Antony Funnell: Is it because there is a bit of a perception that science-fiction, you know it involves big budgets, that a lot of the most popular science-fiction has certainly been extravagant in that way. Is there a sense that in Australia we tend to do low budget films or low budget television.
Mike Jones: I think it’s absolutely part of the equation, particularly with regard to Australian film makers, is a belief that there’s a synonymous relationship between bit budget and science fiction. And it’s not only not true historically, as in the past that hasn’t been the case. It’s certainly not true now in a very contemporary sense. We’re seeing some of the most dynamic science-fiction films we’ve seen in a decade at least, when we look at films like Moon out of the UK, or District 9 out of South Africa last year. They were enormously popular at the box office, played to very mainstream audiences, and yet by comparison to the sort of Armageddons or the monster films of the ’90s and then the early part of the 2000s, these films were very modest in budget and they really did play to where science fiction is most at home, which is ideas. If the idea is compelling, the budget only has to support the idea. It doesn’t have to support the spectacle, and that’s something we really try and work through in the course when I teach science fiction is How do we get an idea that instils those feeling states of fear and awe that are so much a part of science fiction? If the idea can do that, the spectacle can be released to lower budgets.

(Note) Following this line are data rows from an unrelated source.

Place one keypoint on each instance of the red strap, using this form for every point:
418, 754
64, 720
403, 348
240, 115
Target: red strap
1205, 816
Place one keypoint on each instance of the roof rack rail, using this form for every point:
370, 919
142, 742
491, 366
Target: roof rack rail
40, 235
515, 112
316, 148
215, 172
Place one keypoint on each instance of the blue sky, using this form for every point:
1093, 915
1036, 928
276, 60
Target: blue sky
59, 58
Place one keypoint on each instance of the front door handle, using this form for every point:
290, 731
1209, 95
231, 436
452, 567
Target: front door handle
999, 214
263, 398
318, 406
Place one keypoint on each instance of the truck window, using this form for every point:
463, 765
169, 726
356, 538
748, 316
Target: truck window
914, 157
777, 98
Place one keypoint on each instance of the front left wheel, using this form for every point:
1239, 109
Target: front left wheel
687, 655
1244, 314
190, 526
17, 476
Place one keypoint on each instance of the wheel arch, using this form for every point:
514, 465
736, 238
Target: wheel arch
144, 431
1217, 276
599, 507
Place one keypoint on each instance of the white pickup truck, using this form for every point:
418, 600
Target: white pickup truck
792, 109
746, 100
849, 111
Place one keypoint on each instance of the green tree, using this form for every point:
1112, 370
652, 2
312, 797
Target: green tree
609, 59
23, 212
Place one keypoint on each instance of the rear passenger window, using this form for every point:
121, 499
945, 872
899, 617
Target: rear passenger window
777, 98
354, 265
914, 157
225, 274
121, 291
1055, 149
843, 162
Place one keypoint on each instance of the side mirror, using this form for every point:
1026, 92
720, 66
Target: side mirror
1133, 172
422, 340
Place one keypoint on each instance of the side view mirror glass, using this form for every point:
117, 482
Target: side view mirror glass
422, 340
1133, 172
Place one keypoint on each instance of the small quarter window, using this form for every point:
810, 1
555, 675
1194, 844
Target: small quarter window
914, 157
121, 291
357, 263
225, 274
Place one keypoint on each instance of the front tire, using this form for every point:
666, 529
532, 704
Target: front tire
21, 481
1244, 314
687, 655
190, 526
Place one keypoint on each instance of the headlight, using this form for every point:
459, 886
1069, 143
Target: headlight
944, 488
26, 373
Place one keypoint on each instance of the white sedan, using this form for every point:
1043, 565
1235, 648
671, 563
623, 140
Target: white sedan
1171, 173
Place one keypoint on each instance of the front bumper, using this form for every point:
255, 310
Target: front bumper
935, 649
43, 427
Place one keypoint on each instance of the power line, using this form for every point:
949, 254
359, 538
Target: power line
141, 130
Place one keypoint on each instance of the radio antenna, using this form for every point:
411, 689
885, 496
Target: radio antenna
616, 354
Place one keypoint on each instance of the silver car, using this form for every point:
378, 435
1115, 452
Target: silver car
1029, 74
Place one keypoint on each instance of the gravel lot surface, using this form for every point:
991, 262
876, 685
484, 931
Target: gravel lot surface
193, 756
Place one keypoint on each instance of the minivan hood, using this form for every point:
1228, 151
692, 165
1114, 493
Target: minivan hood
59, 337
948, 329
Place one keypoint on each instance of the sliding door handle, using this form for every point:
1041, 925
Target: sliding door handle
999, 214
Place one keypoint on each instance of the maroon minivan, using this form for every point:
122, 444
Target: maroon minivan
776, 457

Antony Funnell: So from what you’ve said there, I take it we are in a bit of a resurgence of science fiction, are we?
Mike Jones: Yes, well science fiction goes through phases, and genres themselves, film genres, literary genres are invariably flexible and evolvable. But what was saw through the ’80s and the ’90s was a shift in science fiction away from the high concept philosophical question at the heart of the science fiction story and more towards the monster or the disaster film, which in many ways are sub genres of science fiction. And what we’ve seen lately is a steer back to clear ‘what if’ questions at the heart of science fiction. So less away from the monster film which might just use the science as a catalyst, and much more to the science being integral to the idea inherent in a story. And those two films I mentioned earlier Moon andDistrict 9 give us two ends to that spectrum. So with Moon we have what we might call a hard sci-fi, the hard science fiction, where the science they’re dealing with, human cloning, mining helium-3 on the moon, these are very real and tangible scientific pursuits here and now. And the film simply extends them. Whereas we take a film like District 9 and the science is much more an allegory. What if aliens came and they weren’t conquerors, they were desperate refugees? And those two ends give us a very broad range of thinking about science fiction, between that which extends upon a science that’s very new to us, and that which is dealing with the science as an allegory or as a metaphor for something that’s happening here and now.